Accueil > Actualités > Séminaires > Séminaire de Sabine Undorf


Titre : Anthropogenic sulphate aerosols and multi-decadal Atlantic SST variations during the twentieth century
Nom du conférencier : Sabine Undorf
Son affiliation : Université d'Edimbourg (UK)
Laboratoire organisateur : LOCEAN
Date et heure : 20-11-2018 11h00
Lieu : SU- Campus Jussieu - 4 palce Jussieur - salle de réunion LOCEAN, tour 45/55, 4eme étage
Résumé :

Low-frequency sea surface temperature (SST) variations in the North Atlantic have substantial impact on regional and global climate. Identification of the mechanisms driving these variations is therefore critical for improving decadal  predictions, but also for assessing future long-term projections of ocean circulation feedbacks. These mechanisms however are still poorly understood; a key challenging issue is the extent to which observed historical SST changes were modulated by internal variability or by external forcing. The role of anthropogenic aerosol forcing is particularly controversial, and often overlooked in this is the potential role of the ocean in generating not only internal variability, but also feedbacks to atmospheric forcing. In this talk, I will show the impact of historical (1850-1975) anthropogenic sulphate aerosols on key features of the Atlantic climate in the coupled Community Earth System model. Using multi-member ensemble experiments, the impacts of emissions from North America and Europe, the major historical emission regions, are contrasted. The results  show that aerosols from either source cause a long-term cooling of North Atlantic SSTs. The SST changes result from a combination of atmospheric aerosol effects -interactions of the aerosols with solar radiation and with clouds cool the surface- and an aerosol-induced strengthening of the Atlantic Meridional Overturning Circulation (AMOC).
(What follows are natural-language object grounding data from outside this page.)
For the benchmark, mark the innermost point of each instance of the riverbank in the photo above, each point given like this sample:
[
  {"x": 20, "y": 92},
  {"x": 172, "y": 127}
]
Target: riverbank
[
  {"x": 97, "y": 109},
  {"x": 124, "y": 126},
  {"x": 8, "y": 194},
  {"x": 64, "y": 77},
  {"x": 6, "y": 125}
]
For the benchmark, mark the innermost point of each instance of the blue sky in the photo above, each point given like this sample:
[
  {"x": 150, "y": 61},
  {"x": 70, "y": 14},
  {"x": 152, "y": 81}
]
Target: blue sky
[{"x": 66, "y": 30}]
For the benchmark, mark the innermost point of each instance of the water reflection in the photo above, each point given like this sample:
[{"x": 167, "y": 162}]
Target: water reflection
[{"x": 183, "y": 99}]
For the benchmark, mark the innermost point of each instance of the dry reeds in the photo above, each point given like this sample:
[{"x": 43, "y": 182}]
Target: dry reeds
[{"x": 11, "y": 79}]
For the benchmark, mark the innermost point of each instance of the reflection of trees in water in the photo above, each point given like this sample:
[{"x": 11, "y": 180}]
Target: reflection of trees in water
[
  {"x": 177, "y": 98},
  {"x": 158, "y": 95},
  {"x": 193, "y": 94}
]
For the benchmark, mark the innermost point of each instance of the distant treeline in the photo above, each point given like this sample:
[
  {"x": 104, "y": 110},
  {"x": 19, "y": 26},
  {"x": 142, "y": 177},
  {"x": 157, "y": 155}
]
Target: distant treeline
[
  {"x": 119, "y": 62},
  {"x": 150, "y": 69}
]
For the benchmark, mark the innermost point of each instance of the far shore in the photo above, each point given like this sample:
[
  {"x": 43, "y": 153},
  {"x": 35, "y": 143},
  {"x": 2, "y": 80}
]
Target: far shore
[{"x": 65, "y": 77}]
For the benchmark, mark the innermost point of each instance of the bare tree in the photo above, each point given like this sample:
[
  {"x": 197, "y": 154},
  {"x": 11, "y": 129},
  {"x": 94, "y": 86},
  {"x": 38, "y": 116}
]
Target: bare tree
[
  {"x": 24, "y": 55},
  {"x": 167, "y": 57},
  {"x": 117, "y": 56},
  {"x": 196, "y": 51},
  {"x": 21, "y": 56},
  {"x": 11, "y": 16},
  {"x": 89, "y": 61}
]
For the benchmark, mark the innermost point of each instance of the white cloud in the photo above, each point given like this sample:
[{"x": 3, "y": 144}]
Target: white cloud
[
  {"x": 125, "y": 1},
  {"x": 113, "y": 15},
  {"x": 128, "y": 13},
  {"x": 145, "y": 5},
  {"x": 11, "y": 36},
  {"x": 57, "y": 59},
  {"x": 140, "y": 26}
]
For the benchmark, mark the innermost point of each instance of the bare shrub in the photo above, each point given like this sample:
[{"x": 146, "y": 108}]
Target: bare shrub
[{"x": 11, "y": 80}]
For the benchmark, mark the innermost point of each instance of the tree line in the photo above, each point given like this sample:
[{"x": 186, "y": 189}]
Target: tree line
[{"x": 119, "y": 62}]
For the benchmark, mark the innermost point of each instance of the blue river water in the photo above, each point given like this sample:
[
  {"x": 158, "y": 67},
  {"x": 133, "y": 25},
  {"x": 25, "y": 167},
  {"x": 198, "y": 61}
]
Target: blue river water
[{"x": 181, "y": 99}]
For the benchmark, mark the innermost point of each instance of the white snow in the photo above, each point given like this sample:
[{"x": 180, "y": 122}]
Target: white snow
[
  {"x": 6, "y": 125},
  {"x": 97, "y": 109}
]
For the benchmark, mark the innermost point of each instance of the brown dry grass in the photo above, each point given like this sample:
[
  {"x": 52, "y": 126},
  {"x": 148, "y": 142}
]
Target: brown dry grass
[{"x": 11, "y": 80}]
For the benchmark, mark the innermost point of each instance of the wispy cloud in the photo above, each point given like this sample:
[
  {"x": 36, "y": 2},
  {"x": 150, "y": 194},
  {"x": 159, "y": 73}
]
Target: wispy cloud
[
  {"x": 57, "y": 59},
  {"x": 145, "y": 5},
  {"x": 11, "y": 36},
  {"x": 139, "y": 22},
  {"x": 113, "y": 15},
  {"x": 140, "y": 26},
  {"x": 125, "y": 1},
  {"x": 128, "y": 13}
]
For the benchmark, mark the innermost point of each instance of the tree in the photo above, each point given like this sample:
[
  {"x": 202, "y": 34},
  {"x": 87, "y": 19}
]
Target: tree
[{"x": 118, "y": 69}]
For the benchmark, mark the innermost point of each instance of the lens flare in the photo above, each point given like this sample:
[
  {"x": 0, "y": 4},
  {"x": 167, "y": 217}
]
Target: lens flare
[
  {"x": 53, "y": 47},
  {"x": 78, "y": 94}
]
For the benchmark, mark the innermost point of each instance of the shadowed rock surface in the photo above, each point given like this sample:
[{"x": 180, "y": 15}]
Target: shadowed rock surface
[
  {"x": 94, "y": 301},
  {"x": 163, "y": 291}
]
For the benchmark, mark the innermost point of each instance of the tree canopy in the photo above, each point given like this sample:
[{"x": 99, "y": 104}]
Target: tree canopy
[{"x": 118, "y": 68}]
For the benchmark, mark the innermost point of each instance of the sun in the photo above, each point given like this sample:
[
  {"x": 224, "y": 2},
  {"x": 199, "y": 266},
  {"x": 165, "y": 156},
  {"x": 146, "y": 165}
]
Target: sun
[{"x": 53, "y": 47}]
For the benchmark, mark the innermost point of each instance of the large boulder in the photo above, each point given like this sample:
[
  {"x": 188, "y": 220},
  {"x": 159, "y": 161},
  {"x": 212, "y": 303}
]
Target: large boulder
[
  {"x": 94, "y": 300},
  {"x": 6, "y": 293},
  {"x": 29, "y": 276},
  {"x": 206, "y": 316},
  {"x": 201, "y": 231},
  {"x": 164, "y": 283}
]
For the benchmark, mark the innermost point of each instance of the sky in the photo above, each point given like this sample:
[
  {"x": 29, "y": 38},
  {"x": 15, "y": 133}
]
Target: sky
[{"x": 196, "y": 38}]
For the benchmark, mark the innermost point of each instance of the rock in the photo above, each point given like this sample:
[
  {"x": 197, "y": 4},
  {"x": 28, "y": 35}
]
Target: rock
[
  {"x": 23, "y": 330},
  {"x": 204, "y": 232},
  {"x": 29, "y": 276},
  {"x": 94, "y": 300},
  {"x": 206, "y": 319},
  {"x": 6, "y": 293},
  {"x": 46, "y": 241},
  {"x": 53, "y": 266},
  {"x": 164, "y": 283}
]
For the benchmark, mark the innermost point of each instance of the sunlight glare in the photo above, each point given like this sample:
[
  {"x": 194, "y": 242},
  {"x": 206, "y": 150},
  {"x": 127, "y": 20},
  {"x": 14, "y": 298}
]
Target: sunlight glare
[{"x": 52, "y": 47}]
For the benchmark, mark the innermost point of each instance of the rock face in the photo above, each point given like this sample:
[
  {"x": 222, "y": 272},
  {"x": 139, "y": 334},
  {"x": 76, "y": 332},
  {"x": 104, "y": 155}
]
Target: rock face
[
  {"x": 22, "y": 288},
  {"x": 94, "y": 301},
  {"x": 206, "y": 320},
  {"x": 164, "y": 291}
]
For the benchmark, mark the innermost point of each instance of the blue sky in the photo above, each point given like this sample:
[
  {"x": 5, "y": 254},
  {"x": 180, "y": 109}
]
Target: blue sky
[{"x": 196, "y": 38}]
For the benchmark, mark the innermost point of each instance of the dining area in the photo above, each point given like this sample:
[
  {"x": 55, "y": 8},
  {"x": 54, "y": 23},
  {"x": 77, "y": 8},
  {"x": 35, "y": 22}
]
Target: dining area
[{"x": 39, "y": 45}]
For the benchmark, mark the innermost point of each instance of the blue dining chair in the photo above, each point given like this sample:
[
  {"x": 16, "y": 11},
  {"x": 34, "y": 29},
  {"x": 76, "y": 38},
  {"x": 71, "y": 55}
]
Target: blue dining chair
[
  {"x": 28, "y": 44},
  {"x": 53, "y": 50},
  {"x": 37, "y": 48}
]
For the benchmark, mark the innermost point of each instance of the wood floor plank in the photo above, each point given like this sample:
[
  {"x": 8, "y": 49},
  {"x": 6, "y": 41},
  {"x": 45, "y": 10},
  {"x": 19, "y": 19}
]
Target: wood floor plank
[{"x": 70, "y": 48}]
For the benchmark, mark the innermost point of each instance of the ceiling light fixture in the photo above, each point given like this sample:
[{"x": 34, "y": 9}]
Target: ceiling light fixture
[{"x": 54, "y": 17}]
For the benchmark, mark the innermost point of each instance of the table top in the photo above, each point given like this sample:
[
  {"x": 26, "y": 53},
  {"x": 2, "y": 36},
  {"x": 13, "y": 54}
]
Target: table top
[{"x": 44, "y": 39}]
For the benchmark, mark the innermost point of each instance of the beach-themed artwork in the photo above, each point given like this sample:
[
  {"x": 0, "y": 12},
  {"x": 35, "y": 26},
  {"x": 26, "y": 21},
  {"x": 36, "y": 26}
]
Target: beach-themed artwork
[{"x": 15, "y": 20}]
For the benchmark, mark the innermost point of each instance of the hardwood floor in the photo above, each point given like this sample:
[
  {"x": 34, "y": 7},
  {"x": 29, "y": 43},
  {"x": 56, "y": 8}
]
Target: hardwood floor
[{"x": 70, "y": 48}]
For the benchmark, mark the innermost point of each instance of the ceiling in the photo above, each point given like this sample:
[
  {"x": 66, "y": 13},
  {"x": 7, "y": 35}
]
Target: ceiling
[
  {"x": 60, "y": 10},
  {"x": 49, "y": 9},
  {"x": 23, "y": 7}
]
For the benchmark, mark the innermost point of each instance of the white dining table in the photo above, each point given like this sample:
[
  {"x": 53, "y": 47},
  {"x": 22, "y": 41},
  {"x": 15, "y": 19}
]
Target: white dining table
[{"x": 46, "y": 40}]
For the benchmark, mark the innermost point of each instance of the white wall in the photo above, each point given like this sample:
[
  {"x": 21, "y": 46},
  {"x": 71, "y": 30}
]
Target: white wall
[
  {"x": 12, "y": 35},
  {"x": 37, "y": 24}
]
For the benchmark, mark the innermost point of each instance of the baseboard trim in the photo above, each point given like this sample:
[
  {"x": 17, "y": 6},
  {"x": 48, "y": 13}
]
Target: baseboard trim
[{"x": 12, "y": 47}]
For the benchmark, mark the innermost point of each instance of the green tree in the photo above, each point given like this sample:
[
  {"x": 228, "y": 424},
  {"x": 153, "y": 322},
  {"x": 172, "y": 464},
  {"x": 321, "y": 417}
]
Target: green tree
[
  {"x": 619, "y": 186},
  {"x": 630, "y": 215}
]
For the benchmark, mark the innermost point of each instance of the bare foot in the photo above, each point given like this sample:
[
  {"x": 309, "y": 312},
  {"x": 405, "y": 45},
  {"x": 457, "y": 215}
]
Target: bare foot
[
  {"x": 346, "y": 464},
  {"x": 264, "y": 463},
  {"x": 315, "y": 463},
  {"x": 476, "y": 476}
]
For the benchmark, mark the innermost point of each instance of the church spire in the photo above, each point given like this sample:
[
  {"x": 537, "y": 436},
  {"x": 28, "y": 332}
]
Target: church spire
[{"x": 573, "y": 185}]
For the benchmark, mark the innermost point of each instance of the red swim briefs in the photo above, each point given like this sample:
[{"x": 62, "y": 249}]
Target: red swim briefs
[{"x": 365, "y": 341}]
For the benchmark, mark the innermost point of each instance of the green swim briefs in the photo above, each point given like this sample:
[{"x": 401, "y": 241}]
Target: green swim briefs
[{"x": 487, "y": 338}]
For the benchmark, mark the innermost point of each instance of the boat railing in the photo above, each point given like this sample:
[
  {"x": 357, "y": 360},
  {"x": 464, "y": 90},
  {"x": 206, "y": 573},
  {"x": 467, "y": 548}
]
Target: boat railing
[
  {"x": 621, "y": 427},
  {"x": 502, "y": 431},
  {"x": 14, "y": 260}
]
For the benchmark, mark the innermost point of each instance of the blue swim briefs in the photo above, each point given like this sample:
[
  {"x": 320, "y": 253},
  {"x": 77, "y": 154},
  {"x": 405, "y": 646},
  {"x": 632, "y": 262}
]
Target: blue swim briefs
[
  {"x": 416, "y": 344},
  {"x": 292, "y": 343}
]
The response to North American emissions is larger than that to European emissions, since for North American emissions the prevailing wind pattern results in a larger aerosol spread over the Atlantic, collocated with high climatological cloud cover. Emissions from either source cause a southward shift of the Inter-Tropical Convergence Zone, affecting tropical precipitation globally. Preliminary findings on the suppression of Tropical Hurricane frequency and a north-eastward shift of extra-tropical storms over Europe highlight further the relevance of aerosol-induced changes for societies and ecosystems neighbouring the Atlantic. The analysis provides novel insights into the mechanisms of aerosol impact on the Atlantic, and allows more general conclusions on the role of external forcing on the (multi)decadal components of SST and AMOC variability in a state-of-the-art model.